A year after the stroke I experienced severe back pain, and a few hundred dollars later I was informed that I had multiple fractures (some old, some new) in my spine. They were concerned as to why and a bone density scan revealed that I had full-blown osteoporosis in my spine and hips at the ripe old age of 37. In parallel to this my daughter who was born with hip dysplasia and a funny foot (calcaneus cavus foot), was experiencing chronic pain, joint and sleep problems (also something I had struggled with all my life). Specialists had ruled out spina bifida and were leaning towards a classic/vascular EhlersDanlos syndrome (cEDS/vEDS) diagnosis and we were referred to a genetic specialist for further testing.

Two years after my stroke, my daughter and I were told that we both had a genetic condition known as EhlersDanlos syndrome (EDS). We have the classic variation which for us means that we have mutations in both our COL1A1 and COL5A1 genes, aka they are faulty.

Collagen is a family of proteins and plays a lead role in providing structure in the body; things like bone, ligaments, muscles, tendons, skin, and connective tissue.
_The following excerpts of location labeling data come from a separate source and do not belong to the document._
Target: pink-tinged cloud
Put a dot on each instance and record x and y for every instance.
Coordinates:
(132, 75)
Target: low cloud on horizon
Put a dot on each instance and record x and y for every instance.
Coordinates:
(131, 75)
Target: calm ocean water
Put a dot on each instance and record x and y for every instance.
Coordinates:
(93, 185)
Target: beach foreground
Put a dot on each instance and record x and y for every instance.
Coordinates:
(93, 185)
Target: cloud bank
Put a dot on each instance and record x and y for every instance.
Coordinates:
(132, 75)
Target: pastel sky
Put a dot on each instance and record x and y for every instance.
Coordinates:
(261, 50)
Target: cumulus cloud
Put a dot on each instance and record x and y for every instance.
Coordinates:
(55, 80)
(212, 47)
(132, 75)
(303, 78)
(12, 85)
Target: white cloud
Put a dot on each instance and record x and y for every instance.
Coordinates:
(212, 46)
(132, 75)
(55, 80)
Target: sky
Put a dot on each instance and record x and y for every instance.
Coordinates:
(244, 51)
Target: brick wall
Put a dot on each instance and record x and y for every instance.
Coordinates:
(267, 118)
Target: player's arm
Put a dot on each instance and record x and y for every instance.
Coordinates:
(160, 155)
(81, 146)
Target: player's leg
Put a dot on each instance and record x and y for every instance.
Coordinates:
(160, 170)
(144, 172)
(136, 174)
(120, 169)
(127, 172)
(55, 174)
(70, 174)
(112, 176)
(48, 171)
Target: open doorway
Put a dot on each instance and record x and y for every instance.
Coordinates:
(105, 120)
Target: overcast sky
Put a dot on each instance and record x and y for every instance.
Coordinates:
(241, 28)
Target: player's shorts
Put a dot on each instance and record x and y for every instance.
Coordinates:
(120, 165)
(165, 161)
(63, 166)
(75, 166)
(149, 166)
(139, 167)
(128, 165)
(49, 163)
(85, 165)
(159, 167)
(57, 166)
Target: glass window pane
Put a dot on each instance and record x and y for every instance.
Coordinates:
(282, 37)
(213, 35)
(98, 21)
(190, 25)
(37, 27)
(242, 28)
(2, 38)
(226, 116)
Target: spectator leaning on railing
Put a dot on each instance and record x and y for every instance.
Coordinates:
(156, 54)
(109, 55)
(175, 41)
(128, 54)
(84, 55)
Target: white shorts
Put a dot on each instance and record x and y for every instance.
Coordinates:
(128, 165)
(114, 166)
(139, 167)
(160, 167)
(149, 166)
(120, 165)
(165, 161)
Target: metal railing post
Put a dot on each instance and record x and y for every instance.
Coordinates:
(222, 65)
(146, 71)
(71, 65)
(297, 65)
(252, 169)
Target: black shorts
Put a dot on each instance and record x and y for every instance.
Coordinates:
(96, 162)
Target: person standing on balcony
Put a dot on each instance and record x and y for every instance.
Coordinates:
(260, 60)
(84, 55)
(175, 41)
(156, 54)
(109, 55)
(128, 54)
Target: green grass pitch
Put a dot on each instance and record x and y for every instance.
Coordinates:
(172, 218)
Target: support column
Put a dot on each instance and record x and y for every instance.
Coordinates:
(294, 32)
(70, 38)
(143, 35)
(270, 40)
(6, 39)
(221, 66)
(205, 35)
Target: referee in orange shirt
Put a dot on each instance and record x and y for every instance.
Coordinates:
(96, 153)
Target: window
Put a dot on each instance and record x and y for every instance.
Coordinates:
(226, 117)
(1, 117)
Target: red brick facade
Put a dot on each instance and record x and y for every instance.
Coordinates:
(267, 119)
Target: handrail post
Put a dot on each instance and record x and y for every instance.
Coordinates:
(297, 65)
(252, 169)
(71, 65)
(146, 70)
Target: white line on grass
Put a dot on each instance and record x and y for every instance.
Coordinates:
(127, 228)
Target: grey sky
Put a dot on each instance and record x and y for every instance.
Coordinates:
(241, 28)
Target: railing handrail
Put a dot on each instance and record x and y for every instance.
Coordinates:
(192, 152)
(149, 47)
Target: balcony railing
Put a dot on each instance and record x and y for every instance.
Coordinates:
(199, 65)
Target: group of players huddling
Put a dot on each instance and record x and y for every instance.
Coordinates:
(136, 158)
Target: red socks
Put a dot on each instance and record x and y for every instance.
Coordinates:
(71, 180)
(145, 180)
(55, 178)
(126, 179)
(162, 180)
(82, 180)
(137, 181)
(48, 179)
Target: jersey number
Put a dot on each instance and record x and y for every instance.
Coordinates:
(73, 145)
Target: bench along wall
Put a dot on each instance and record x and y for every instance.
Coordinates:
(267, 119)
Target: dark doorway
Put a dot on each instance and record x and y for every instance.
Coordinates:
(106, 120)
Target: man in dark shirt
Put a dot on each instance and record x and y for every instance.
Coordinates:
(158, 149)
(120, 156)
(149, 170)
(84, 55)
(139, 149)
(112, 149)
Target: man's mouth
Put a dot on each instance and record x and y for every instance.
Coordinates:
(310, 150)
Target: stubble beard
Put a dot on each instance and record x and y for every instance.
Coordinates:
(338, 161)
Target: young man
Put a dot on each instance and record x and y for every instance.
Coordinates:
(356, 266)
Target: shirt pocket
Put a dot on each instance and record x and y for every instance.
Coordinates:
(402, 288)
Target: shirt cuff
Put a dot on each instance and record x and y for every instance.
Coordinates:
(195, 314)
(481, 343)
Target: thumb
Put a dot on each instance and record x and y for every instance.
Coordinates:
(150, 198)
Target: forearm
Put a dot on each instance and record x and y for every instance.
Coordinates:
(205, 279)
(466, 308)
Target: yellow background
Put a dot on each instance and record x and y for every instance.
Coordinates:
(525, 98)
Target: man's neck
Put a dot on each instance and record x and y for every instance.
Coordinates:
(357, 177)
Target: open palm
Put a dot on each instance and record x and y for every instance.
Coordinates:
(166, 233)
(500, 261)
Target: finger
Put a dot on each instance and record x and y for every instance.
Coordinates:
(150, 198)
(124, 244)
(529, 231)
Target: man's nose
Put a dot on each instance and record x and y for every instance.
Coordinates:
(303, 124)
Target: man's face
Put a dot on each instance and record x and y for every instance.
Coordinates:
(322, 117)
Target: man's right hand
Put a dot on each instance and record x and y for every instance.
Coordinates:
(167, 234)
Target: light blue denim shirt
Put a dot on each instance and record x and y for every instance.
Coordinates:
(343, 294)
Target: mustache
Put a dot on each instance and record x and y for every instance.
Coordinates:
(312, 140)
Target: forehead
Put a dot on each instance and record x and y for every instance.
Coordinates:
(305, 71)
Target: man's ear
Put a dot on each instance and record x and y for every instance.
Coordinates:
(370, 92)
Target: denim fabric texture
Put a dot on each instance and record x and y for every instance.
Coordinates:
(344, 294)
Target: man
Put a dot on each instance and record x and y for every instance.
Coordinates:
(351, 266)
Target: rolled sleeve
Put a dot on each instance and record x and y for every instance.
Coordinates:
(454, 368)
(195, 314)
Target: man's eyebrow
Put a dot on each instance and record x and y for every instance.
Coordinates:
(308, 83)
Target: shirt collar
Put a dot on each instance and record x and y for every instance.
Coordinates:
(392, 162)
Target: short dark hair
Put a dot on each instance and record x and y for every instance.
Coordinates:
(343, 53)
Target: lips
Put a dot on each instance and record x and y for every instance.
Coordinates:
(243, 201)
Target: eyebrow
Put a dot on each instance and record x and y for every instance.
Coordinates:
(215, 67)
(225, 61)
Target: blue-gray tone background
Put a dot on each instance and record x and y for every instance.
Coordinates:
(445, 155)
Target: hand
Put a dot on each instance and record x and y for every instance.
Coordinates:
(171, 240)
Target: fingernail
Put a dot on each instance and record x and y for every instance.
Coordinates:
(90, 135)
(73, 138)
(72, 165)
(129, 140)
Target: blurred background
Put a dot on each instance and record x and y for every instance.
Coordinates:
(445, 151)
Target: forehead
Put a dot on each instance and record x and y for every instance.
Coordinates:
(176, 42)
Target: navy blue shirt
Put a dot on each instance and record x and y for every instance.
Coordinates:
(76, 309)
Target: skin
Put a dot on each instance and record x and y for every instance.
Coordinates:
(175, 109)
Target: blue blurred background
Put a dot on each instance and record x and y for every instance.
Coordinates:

So here is the problem, my collagen COL1A1 and COL5A1 genes got the wrong manual, I wasn’t built properly, there is no new manual because this can’t be fixed, all my daughter and I can do is deal with each new diagnosis as it arises.

So what does this mean in real life? Well for me I now have the bones of an 86-year-old woman, I went through menopause at 40 which isn’t doing my bones any favors, I have been diagnosed with POTS which causes spikes in adrenaline and the risk of stroke/arterial rupture is ever-present. I have an army of specialists and allied health professionals who all work with me to deal with the realities of living with an aging body that wasn’t built properly.

I have been told the osteoporosis will get me first, I continue to lose vertebral height and have just been given an 18 month (once in a lifetime) daily injection bone-building treatment which will be supported by another 3 years of Aclasta. I am on HRT, I take sleep medication and medication to balance out my adrenaline spikes. I have a small gym in my garage where I spend close to 2 hours a day, I have to keep my heart and lungs healthy so I cycle for 1 hour per day followed by gentle strength training to try and build bone (sounds futile, when I don’t even have the right manual).

I get angry, but mostly I am trying to get the upper hand. My goal is to try and find what works and what doesn’t work for me in the hope that these insights give my daughter a bit of a heads up. This condition isn’t what defines me BUT I do need to start owning that EDS is part of who I am and stop hiding it. My mobility is and will be impacted, I am exhausted and in pain and there are things I just can’t do, there I said it!  

PS: no thanks on the shower rail, I will stick to the 6ft male.